Missing `state_revision` is treated as `0`. Resource status values are
`pending`, `planned`, `applying`, `applied`, `drifted`, `blocked`, or `error`.

Plan output compares desired resource digests against state resource digests
and reports `create`, `update`, and `delete` changes. It also reports the state
CAS (`sha256:<digest>`) and state revision. `state_observations.locked` means an
existing lock file was observed, along with its metadata (`lock_id`,
`lock_operation`, `lock_created_at`, `lock_pid`, `lock_age_seconds`); a
successful `plan` instead reports `lock_acquired: true` and an
`acquired_lock_id`, then releases the lock before returning. The command never
writes `state.json` and does not scan live graphs. Use explicit
`cluster refresh` / `cluster import` when the state ledger should be updated
from live observations. Live drift scans during plan are later-stage work.

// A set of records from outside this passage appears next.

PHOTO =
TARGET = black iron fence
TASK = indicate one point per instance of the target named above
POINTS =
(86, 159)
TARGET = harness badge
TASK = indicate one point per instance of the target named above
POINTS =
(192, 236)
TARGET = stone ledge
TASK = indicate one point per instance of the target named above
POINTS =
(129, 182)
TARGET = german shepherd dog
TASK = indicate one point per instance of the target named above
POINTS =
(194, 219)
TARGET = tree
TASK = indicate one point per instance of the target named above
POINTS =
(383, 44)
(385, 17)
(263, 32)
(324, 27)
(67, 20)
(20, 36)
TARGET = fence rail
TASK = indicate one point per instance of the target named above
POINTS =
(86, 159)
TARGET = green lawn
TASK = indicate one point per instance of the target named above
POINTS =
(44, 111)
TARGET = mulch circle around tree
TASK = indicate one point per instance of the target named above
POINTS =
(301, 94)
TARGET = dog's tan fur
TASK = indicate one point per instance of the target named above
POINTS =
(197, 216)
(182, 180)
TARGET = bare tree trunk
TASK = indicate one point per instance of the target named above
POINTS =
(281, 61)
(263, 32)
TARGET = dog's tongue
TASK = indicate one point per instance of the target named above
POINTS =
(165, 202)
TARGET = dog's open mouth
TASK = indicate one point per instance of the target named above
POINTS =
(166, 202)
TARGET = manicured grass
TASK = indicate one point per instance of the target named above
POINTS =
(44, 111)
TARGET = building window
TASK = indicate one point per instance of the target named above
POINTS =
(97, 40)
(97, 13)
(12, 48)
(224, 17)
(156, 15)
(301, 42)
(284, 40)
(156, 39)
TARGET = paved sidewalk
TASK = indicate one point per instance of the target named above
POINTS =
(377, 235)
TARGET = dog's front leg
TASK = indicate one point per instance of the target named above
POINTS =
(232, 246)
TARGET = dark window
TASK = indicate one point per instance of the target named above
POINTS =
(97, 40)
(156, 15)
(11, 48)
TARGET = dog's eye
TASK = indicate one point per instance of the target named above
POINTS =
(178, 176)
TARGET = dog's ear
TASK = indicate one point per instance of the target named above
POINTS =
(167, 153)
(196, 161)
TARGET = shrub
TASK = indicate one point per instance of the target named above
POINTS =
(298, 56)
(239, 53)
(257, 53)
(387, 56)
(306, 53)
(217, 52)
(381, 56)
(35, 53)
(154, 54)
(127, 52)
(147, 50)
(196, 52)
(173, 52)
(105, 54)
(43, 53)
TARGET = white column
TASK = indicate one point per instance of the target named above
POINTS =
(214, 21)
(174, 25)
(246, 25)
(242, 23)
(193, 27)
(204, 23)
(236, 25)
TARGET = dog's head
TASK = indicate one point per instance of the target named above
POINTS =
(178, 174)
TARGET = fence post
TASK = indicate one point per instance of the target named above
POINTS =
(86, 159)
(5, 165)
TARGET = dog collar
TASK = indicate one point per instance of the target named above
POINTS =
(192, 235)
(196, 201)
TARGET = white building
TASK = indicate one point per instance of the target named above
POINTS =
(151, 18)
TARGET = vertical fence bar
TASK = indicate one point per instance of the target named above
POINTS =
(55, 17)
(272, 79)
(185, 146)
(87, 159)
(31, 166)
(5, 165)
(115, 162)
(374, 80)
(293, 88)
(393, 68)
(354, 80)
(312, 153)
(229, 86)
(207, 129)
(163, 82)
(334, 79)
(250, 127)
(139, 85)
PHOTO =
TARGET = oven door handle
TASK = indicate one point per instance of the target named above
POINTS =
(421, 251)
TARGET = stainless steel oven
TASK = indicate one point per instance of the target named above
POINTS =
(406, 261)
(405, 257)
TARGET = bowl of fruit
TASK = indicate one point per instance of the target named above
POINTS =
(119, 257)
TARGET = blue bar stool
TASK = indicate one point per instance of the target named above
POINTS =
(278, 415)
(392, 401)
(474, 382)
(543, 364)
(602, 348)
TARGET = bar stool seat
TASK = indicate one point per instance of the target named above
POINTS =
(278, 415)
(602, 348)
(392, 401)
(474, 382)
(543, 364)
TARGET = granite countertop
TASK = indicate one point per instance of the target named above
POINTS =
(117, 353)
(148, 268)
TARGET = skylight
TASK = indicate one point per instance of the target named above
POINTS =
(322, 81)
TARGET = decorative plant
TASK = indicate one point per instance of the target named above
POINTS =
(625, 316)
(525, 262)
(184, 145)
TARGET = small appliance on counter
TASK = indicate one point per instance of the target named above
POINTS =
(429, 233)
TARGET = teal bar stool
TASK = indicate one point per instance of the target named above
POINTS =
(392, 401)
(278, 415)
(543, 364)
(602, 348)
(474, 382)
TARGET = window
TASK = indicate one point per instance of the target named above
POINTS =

Each plan change carries a `disposition` field — an honest preview of what
`cluster apply` will do with it in this stage: `applied` (executes), `derived`
(a `graph.<id>` composite-digest update that converges automatically once its
query digests land), `deferred` (graph/schema change, later phase), or
`blocked` (query/policy gated by an unapplied or missing dependency, with the
condition in `reason`).

## Apply

`cluster apply` executes the config-only subset of the plan — stored-query and
policy-bundle changes. There is no confirm flag: `cluster plan` is the preview,
and apply recomputes the same diff under the state lock before executing, so a
stale preview can never be applied. Apply requires an existing `state.json`
(`state_missing` directs you to `cluster import` first).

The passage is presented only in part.